- Born: Karen Mistal March 20, 1961 Rochester, NY
- Known for: Return of the Killer Tomatoes
- Spouse: Jamie Waldron (October 1997 - present) Danie Visser (April 15, 1989 - ?) (divorced)
- Children: Two children - a daughter Nicolette by her first husband Danie Visser & a son Tyler by her second husband Jamie Waldron.

= Karen M. Waldron =

American actress

Karen Waldron (née Mistal) is an American film and television actress and producer.

Originally from upstate New York, she has studied with several notable conservatories including The Edgemar, The Improv, Darryl Hickman and The Charles Conrad Studio. Her credits include The New Adventures of Beans Baxter as well as a recurring role on Coach. Film credits include Space Cowboys, Return of the Killer Tomatoes, and Cannibal Women in the Avocado Jungle of Death.
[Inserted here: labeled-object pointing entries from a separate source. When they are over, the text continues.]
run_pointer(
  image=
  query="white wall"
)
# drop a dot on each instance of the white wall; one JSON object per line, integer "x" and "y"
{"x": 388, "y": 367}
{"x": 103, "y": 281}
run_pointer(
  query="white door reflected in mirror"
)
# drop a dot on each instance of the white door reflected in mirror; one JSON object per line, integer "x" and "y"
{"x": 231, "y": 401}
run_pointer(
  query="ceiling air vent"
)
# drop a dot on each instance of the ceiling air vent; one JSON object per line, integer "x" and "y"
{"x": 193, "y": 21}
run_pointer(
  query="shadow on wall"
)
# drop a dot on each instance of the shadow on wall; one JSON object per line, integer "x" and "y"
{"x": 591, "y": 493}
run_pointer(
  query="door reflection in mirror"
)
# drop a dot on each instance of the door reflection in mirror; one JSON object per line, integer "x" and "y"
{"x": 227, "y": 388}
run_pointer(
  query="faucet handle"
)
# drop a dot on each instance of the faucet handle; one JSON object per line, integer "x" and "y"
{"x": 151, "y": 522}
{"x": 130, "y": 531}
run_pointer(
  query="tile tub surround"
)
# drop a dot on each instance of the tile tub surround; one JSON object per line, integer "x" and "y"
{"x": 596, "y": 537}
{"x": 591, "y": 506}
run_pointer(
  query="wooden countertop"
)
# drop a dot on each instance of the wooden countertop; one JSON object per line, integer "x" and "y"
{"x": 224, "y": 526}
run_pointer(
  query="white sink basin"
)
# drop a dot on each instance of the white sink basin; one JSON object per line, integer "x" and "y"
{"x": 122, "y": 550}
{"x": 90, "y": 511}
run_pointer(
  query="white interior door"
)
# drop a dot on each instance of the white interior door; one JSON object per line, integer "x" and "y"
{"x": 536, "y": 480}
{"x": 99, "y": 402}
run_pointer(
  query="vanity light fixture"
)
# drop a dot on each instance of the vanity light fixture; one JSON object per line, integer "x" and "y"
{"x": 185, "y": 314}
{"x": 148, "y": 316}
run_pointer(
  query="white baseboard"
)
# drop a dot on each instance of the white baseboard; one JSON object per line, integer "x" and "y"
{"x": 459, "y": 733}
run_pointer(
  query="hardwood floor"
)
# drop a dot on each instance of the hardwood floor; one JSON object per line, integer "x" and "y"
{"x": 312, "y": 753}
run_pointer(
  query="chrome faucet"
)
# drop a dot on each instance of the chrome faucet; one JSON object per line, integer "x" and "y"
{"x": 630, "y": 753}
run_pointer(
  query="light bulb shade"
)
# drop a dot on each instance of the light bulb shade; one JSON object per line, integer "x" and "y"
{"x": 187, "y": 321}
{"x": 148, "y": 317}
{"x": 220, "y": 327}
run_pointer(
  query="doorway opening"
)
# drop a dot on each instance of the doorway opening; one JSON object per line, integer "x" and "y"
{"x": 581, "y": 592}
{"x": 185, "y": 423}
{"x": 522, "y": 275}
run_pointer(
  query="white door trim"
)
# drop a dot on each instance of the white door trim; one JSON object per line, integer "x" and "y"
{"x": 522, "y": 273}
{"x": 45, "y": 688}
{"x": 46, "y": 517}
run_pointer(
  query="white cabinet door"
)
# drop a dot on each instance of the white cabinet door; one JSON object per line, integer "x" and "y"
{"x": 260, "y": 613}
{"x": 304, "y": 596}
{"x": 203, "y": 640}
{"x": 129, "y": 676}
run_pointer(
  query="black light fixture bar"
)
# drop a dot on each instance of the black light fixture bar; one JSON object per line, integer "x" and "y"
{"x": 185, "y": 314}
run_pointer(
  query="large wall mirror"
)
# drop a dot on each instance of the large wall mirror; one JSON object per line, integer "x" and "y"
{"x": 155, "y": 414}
She was an executive producer of the Hallmark movie The Note.

==Filmography==

===Film===

| Year | Title | Role | Notes |
|---|---|---|---|
| 1988 | Return of the Killer Tomatoes | Tara Boumdeay |  |
| 1989 | Another Chance | Candy |  |
| 1989 | Cannibal Women in the Avocado Jungle of Death | Bunny |  |
| 1997 | Bimbo Movie Bash | Bunny | Archive footage from Cannibal Women in the Avocado Jungle of Death |
| 1997 | Killing Midnight | Gina |  |
| 2000 | Space Cowboys | Female Astronaut #2 |  |

===Television===

| Year | Title | Role | Notes |
|---|---|---|---|
| 1987 | Charles in Charge | Heidi | Episode: "Amityville" |
| 1987 | The New Adventures of Beans Baxter | Cake Lase | Six episodes |
| 1989 | The Tracey Ullman Show | Colett | One episode |
| 1990 | Valerie | Stacy Hanover | Episode: "The Best of Friends, Worst of Times" |
| 1989-1992 | Coach | Shari | Four episodes |
| 1997 | Baywatch Nights | Doctor | Episode: "The Eighth Seal" |
| 1997 | Men Behaving Badly | Pregnant Woman #1 | Episode: "Special Delivery" |
| 1998 | Baywatch | Francine | Two episodes |
| 1999 | Three Secrets | Spencer's Mom | TV movie |
| 2000 | The Dukes of Hazzard: Hazzard in Hollywood | Roz | TV movie |
| 2003 | Dragnet | Laura Canrinus | Episode: "The Artful Dodger" |

Additionally, Waldron has co-produced the TV movies At the Hands of Another, Inside the Circle, The Note and the TV series The Clinic.